The group South Dakotans for Better Marijuana Laws has taken the first official step to launch a new cannabis legalization bid for 2024 by filing a draft of the proposed ballot initiative with the state’s Legislative Research Council, according to media reports. The move comes less than two months after a recreational pot legalization measure known as Initiated Measure 27 failed at the polls in the November elections, garnering just over 47% of ballots cast.
If it had been passed, Measure 27 would have legalized the possession and use of cannabis and marijuana paraphernalia. The ballot initiative also would have allowed adults 21 and older to possess or distribute up to one ounce of marijuana. Those living in a jurisdiction without a licensed marijuana retailer would have been allowed to grow up to three cannabis plants in a secure location at home.
Activists who campaigned for this year’s unsuccessful ballot proposal believe that the lower voter participation typical of midterm elections compared to those that include a race for U.S. president may have been a factor in the defeat of Measure 27.
“We think the only reason it lost is because of really low turnout… we are eager to restore the will of the people,” said Matthew Schweich, deputy director of South Dakotans for Better Marijuana laws, which also led the campaign to pass the 2022 cannabis legalization ballot measure.
The failure of Initiative 27 came despite a similar proposal gaining a solid majority of votes only two years earlier, when President Joseph Biden beat his predecessor Donald Trump at the polls. A 2020 ballot measure to legalize adult-use cannabis passed with 54% of the vote, but a legal challenge supported by Republican Governor Kristi Noem led to the state Supreme Court invalidating the measure on procedural grounds.
Cannabis Reform Opponents Also Preparing For 2024
Opponents of cannabis reform believe that the issue of recreational marijuana legalization has already been settled at the polls, despite the invalidated successful ballot measure only two years ago.
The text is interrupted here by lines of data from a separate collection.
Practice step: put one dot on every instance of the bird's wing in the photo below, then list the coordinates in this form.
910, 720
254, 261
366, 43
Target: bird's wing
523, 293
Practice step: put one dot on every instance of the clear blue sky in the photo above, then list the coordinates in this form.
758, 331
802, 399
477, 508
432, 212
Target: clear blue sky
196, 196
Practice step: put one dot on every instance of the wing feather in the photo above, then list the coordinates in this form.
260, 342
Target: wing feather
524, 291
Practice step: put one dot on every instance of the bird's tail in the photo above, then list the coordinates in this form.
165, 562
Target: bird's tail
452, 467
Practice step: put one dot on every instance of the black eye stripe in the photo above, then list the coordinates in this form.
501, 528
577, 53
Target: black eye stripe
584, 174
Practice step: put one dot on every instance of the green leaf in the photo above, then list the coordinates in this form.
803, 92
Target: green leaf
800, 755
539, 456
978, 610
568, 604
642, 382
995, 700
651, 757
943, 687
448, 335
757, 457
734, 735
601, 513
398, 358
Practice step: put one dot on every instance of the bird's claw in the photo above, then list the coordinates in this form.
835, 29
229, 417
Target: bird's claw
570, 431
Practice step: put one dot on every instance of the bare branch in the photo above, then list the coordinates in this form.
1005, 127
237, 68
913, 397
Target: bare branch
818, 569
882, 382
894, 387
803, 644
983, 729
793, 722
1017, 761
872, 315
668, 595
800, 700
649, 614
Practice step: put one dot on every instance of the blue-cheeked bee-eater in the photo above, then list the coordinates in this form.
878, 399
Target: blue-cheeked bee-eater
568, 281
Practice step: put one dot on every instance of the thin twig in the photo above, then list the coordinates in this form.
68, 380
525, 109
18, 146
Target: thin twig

Republican state Representative Fred Deutsch, who also serves as the treasurer for the cannabis prohibitionist group Protecting South Dakota Kids, is opposed to another bid to legalize marijuana in the 2024 elections.
“They brought it, and they brought it, and they brought it… they said we should respect the will of the voters throughout the campaign,” said Deutsch. “Well, apparently, they are not going to respect the will of the voters… and they are going to bring it back again.”
Deutsch added that he intends to sponsor a bill in the next legislative session that would prohibit similar initiatives from being placed on the ballot in consecutive election cycles. Additionally, Protecting South Dakota Kids plans to create a nonprofit group with the same name and hire a lobbyist to work in the state capital full-time during the 2023 legislative session in order to counter the efforts of cannabis reform advocates.
“This last year in Pierre, the pro-marijuana lobbyists outgunned us five to one, six to one… I didn’t count them, but they were swarming the Capitol,” said Deutsch. “The marijuana industry puts a lot of money into hiring these guys, and we hope to push back just a little bit.”
Proponents of another attempt to legalize adult-use cannabis in South Dakota believe that the success of the measure is likely to hinge on the ability of activists to raise the money to mount an effective race in 2024. Media reports cite “lackluster fundraising” as a factor in this year’s loss.
“The biggest hurdle is making sure you can run a well-funded campaign, and it is too early to say whether we can or can’t,” said Schweich. “But we are going to try and move through the process and build up a network of people who can donate generously and make sure that we do have a well-funded campaign.”